Image overuse

For the purpose of justifying this thought, the following post is largely referred to with Régis Debray’s Vie et mort de l’image (Life and death of Image, 1995) in mind.

Images have always had an intrinsic, underlying and unconscious input on the way people perceive them. Thereby, an invisible presence is established apart from the human perception process which attributes a deliberate meaning to images in the outer world (Carolyn M. Bloomer, Principles of visual perception). Consequently, every image does not only embody an evident message but also an effect on people which varies along the human history and the representational techniques.

Since the prehistoric naturalism, the effect of this invisible presence has been decreasing gradually. Its power decline is inversely proportional to its use. In other words, the excessive use has deteriorated dramatically the image power by system forms such as theocracy, monocracy, mediacracy and technocracy. It can be argued that the cause of this decline is the human progress but it contrarily shows that images have saturated the human eye. Evidence for this is provided by Art.
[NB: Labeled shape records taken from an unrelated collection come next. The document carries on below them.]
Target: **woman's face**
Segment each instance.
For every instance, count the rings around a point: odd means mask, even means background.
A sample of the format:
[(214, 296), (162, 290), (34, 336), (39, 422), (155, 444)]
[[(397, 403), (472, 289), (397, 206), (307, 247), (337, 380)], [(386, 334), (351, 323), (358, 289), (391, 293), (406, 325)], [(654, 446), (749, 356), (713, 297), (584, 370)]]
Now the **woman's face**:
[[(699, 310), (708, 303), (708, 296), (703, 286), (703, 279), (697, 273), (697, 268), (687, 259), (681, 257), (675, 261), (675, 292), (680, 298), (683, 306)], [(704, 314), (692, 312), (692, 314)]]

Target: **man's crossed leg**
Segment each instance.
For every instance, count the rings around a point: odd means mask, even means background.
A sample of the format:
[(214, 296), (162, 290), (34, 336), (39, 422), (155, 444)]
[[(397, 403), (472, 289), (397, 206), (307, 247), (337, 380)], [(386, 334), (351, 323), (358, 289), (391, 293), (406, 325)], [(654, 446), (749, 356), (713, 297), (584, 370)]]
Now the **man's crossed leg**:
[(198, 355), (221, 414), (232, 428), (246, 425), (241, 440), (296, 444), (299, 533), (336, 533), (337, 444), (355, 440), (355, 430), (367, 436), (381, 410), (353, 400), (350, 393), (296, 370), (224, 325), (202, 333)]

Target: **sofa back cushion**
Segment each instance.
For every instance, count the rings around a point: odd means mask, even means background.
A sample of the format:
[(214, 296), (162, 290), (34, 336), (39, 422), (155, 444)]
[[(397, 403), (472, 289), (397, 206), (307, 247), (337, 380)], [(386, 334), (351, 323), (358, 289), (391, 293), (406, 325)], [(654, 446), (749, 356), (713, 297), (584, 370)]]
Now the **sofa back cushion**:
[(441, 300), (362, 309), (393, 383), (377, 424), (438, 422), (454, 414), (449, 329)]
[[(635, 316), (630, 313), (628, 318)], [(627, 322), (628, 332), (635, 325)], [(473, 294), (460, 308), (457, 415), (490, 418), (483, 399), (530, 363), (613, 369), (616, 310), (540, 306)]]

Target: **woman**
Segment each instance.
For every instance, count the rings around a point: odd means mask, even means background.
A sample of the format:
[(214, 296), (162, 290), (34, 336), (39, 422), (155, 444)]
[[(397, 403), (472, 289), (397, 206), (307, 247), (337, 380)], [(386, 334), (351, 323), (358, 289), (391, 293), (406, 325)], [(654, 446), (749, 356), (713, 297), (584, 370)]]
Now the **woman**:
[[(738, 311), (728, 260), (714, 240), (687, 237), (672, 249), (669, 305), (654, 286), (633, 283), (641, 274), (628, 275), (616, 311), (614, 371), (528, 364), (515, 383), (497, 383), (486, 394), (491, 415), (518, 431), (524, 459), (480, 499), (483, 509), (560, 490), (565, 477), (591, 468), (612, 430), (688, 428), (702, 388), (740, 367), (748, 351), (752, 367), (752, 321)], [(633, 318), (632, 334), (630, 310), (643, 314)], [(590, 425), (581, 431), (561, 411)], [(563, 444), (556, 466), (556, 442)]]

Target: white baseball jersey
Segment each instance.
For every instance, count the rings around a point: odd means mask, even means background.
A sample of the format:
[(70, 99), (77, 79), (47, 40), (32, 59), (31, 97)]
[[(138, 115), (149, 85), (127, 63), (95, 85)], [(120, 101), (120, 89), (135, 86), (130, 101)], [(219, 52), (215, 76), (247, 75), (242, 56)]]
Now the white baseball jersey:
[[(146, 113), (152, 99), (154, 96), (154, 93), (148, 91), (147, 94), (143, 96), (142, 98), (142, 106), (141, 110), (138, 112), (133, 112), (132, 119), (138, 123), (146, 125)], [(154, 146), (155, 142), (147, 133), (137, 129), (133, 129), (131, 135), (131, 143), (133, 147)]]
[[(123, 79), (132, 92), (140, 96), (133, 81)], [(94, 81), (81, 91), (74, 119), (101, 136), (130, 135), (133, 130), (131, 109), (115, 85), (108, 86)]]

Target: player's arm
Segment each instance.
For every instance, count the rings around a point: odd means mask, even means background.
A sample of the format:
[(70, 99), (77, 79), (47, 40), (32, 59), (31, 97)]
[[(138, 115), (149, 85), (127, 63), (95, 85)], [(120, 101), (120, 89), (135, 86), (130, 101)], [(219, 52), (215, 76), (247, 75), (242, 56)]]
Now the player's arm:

During the Palaeolithic Age, primitive hunters struggled to earn an appropriate livelihood as they inhabited in an unproductive and parasitic community where an economic system and a religious belief did not exist. As a consequence, they drew themselves hunting and chasing their preys because food was their main objective day to day. Nevertheless, most of the drawings were depicted and superimposed on unseen walls in the caves repeatedly. In that case, the primitive hunters did not have any artistic or pleasant purposes, in fact, they used images as a magical technique to achieve their aim. Hence, images took part in the process of hunting as one more stage instead as a representation. To put it simpler, this technique was a real trap because the portrayed prey was the dead animal itself. In conclusion, they truly believed in alive images rather than a representation of the outer world. (Arnold Hauser, The Social History of Art, Vol. 1).